We have been administering the new Shingrix vaccine for prevention of herpes zoster, also called shingles. As you likely know, the disease is a typically painful rash along a single nerve that represents a breakout of dormant virus from a long-ago chicken pox infection. The old vaccine, which we administered to most of you over 50 years of age, was moderately effective. The new vaccine is dramatically more effective, typically over 90% at all age groups.
Side Effect Update
There are local and systemic side effects that occur with Shingrix that are a bit more intense than we had earlier heard, and so warrant presenting. In particular, in about 10% of recipients, the severity of the local sore arm reaction (pain, redness and swelling) can be quite significant, and require icing and Advil or equivalent and may least several days. A bit over 3/4 of recipient had at least some sore arm.
In addition, systemic reactions, including generalized aches, fatigue, headache, fever, chills and GI issues lasting more than a day that require rest at home, are significant. About 1 person in 6 had such symptoms, which last 1-2 days and occasionally 3 days.
A second injection is required, from 2 to 6 months after the first. The same adverse effects are likely to occur. The CDC strongly emphasizes that the benefit is worth the possible uncomfortable side effects. Dr. Sobel and I agree with that assessment. It is unfortunate, however, that any adverse effect need be expected with any immunization.
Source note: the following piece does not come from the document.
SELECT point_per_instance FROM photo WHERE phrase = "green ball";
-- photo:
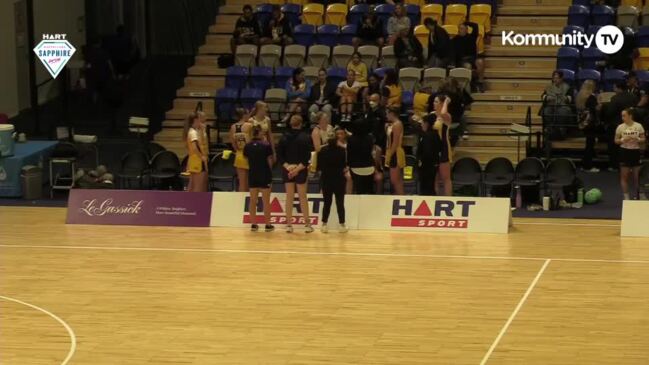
(592, 196)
We likely will recommend premedication with moderate dose Advil (such as 600 mg before the shot, and likely 400 mg three times daily for several days afterward).
Coverage and Cost
Major commercial health insurers (BC, Tufts, Harvard Pilgrim and others) appear to be covering Shingrix for everyone they insure between age 50 and 65 without copay, but we do not know that 100% sure. Still worthwhile to ask your insurer.
For Medicare, there is still uncertainty. Payment for Shingrix is through Medicare Part D. You can get the shot at pharmacies that have stocked Shingrix, but there likely will be a copay of some substantial size (on the total charge of about $175) that depends on your exact Part D plan. So you need to check with your Part D provider yourself.
Similarly, we believe, but do not yet know, that Part D will cover the immunization in our Orchard Health Care office. We have the vaccine and are pleased to provide it. It is expensive, and our cost is close to the $175 fee. Doctors’ offices cannot bill Medicare Part D directly. We believe you will need to pay our office the $175 vaccine charge and then send a receipt to your Part D provider to get reimbursement, which likely will be partial. We suspect that your net cost will be the same if you get the shot (and pay copay) at a pharmacy, or get it with us and pay us the charge and then receive reimbursement net of a copay. More to be revealed on that as soon as we find out.
You should still check with your Medicare Part D provider and ask them exactly what they will cover for administration of Shingrix at your doctor’s office or the pharmacy.
The Medicare situation is clearly more complex and confusing than it should be. This is the US of A where drug costs frequently make no sense.